I do most care about text body readability, readability of link definitions is less important.

A more user-centric approach would be to put the burden on the programmer, i.e. automatically resolve declined reference links.

Great idea but it’s too hard to implement. Regular expressions may look a bit ugly, but they will work for any language, either Russian or Finnish, while resolving declined references will require a dedicated module for each language. What about multi-language texts? Automatic resolving will have to detect language first. I do not believe it can be implemented in reasonable time.

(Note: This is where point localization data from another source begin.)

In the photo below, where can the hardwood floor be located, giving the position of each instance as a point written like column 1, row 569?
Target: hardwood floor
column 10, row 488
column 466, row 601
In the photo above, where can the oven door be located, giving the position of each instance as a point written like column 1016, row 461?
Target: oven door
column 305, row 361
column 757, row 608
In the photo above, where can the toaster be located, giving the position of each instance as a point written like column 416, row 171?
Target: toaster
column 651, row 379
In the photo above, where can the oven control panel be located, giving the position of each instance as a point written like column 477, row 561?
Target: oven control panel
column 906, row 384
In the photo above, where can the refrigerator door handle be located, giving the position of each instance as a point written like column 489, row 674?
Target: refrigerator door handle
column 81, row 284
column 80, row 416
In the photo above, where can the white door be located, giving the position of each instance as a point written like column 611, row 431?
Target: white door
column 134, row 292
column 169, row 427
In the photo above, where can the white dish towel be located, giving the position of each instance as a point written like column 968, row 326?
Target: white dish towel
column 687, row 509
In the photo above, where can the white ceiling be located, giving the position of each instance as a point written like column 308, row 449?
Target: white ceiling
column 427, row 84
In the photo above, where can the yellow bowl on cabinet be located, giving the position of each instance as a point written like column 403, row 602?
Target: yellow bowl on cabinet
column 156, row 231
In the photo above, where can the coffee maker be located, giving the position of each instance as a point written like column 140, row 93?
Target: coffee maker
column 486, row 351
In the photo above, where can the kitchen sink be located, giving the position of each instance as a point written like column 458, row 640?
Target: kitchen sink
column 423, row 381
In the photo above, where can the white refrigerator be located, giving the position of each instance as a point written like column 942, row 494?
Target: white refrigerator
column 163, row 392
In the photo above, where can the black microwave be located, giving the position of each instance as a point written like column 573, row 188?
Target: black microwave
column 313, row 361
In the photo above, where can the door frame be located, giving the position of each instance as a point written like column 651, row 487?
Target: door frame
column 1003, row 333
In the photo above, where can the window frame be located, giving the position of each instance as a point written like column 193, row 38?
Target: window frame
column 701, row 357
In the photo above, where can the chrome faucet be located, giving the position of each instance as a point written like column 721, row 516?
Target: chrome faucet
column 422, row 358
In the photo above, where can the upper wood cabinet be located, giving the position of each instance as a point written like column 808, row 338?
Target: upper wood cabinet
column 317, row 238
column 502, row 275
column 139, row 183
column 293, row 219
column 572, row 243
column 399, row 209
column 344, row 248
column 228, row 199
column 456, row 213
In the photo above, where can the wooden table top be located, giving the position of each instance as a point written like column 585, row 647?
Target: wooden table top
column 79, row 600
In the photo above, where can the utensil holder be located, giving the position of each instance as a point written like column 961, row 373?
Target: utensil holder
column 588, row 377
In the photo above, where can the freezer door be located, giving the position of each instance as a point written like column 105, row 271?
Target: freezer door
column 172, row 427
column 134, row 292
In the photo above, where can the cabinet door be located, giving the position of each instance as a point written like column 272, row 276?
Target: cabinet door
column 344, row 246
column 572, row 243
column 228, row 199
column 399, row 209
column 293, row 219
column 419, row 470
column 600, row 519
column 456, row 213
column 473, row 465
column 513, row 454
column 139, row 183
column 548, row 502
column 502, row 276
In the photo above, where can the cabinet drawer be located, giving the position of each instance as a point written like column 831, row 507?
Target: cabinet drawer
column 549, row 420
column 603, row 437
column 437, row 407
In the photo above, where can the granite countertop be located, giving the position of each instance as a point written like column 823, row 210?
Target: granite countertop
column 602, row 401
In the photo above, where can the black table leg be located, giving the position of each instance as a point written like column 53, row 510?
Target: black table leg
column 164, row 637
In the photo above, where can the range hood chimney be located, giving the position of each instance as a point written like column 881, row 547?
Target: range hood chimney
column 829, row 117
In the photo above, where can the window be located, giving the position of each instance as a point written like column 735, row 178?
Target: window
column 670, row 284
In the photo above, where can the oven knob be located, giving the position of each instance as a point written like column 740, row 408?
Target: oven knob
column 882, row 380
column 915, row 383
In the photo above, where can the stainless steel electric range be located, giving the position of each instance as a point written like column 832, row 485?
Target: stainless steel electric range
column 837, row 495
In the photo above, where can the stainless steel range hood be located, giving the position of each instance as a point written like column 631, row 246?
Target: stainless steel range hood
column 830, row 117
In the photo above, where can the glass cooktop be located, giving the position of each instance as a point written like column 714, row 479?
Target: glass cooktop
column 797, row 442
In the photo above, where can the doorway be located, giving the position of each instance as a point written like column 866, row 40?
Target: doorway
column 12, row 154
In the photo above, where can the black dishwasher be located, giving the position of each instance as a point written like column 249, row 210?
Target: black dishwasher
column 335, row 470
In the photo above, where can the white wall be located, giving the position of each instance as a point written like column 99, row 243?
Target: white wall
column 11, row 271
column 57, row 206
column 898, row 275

BTW, regular expressions is just a variant, I do not insist on it. Explicit list of acceptable variants is also ok to me:

[Лев Толстой|Льва Толстого|...]: 

or

[Лев Толстой]+[Льва Толстого]+[...]: http://...

or

[Лев Толстой] \
[Льва Толстого] \
[...]: http://...

Exact syntax may vary, it is not so important.

I got so fascinated with Russian declensions that I started to develop a program to automate those.

Are you aware about словарь Зализняка?

I guess the easiest solution markup-wise would be to reference another reference:

[Bücher]: [Buch]
[Buch]: example.com/buch

The advantage would be that it doesn’t matter where you put it. E.g. in the first paragraph you could use [Buch][], and in another one, you could use [Bücher][]

The only problem that would arise is circular referencing and how to dissolve it, i.e. what to output then.

Other than that, i would favor a simple contracting syntax without any new symbols or regular expressions:

[bücher]:
[buch]: example.com/buch

or

[bücher]: [buch]: example.com/buch

PS: i also like the idea of contained references as in [Leo [Tolstoy]], but that would efectively disallow square brackets inside link text. And yes, it might collide with some applications that use a wiki where the double brackets actually mean “this is a wiki link”.

PPS: There’s a nice logic in the [Leo [Tolstoy]] syntax: [link text with [printed reference]] vs. [link text][hidden reference]. I do love it more and more! It’s also more clear than in wiki-syntax where [[CD]]s gets [CDs][CD]. With the syntaxx from above one could write The company is producing [[wheel]chair]s. and get [wheelchair][wheel]s. An edge case, but totally logical and very easy to see.